4, If you mistake the abbreviated, abridged form for the complete thing, you get a distorted idea of how it worked. Archaeologists looked at the artifacts from early American hunting camps and concluded that the late ice-age Clovis culture had killed off all of North America's large indigenous wildlife in an orgy of hunting. They forgot that what they were seeing were hunting camps, not full-blown settlements; so naturally there weren't all that many seeds and plant harvesting tools alongside the bones and spearpoints. And then ideas of Pre-columbian origins went down the completely wrong path for 30 or 40 years.

5, The same goes for writing: today's crop of TV writers has formed their ideas of how to tell stories based on comic books and other TV shows, instead of novels. So, instead of understanding, at an intuitive level, why TV shows have certain traits, they just assume that those traits constitute the essence of TV writing... and the result is an endless succession of shows that are bad, poorly constructed and poorly conceived, with characters who come across more as a collection of pitch points (gimmicks in Steven Grant's terms) than as real, believable characters.

Endnote: The above is an intrinsic explanation for a lot of the bad writing that I've seen proliferating on TV of late. A second, extrinsic explanation has to do with pitches.
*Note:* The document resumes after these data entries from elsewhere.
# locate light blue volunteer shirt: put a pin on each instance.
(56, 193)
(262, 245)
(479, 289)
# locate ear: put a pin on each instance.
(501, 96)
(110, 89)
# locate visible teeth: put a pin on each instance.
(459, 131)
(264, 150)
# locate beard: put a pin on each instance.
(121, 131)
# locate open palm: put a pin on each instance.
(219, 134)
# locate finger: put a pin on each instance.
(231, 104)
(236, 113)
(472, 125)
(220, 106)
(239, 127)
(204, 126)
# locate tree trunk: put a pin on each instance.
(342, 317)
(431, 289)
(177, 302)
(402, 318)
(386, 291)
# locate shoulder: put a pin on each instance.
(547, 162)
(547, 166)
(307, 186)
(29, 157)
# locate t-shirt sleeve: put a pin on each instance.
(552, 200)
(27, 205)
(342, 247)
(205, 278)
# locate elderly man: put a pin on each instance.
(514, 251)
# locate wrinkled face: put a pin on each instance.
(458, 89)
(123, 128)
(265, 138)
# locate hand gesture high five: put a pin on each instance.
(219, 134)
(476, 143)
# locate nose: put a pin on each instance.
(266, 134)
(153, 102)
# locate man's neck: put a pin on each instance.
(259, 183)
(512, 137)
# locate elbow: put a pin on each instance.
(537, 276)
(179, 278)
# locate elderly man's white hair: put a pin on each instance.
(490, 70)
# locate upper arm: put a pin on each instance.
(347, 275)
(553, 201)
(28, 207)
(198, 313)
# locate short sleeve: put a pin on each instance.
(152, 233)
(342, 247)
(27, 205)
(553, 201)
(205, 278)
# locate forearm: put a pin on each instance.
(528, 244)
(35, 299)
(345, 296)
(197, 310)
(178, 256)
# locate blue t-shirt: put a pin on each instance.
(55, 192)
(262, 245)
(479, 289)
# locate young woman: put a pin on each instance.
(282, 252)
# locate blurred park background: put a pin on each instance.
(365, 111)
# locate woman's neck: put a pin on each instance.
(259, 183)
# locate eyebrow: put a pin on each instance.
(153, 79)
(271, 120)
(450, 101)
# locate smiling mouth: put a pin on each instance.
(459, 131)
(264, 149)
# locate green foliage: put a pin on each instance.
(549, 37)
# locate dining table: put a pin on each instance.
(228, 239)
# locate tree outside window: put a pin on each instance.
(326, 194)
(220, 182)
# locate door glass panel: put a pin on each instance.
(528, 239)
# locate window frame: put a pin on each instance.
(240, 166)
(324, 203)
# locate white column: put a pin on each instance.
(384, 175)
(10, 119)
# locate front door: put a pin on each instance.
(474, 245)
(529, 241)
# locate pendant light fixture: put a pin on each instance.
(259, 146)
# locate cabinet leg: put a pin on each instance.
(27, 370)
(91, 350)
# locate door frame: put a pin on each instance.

As studios have tried more and more to take the risk out of their business (because they don't understand that all creative industries are inherently and unavoidably crap shoots -- 90% of your products will not sell, and there's no way to predict what 10% will prove popular ahead of time), they have started micromanaging the creative process more and more. At the same time, they are working longer and longer hours, in the grand American delusion that quantity of work is the same as quality. So they no longer have time to even read a proper executive summary of the series ideas they are micromanaging. Instead, they base their decisions on pitch points -- so writers are forced to convey not just the overall concept of the show, but everything about the show in the form of pitches -- 30 seconds worth of talking, or 3 sentences of writing.

Add the two together and I think you've got a pretty good explanation for why TV shows these days seem to want to burden their characters with huge, complex, overwrought backstories, instead of keeping things simple.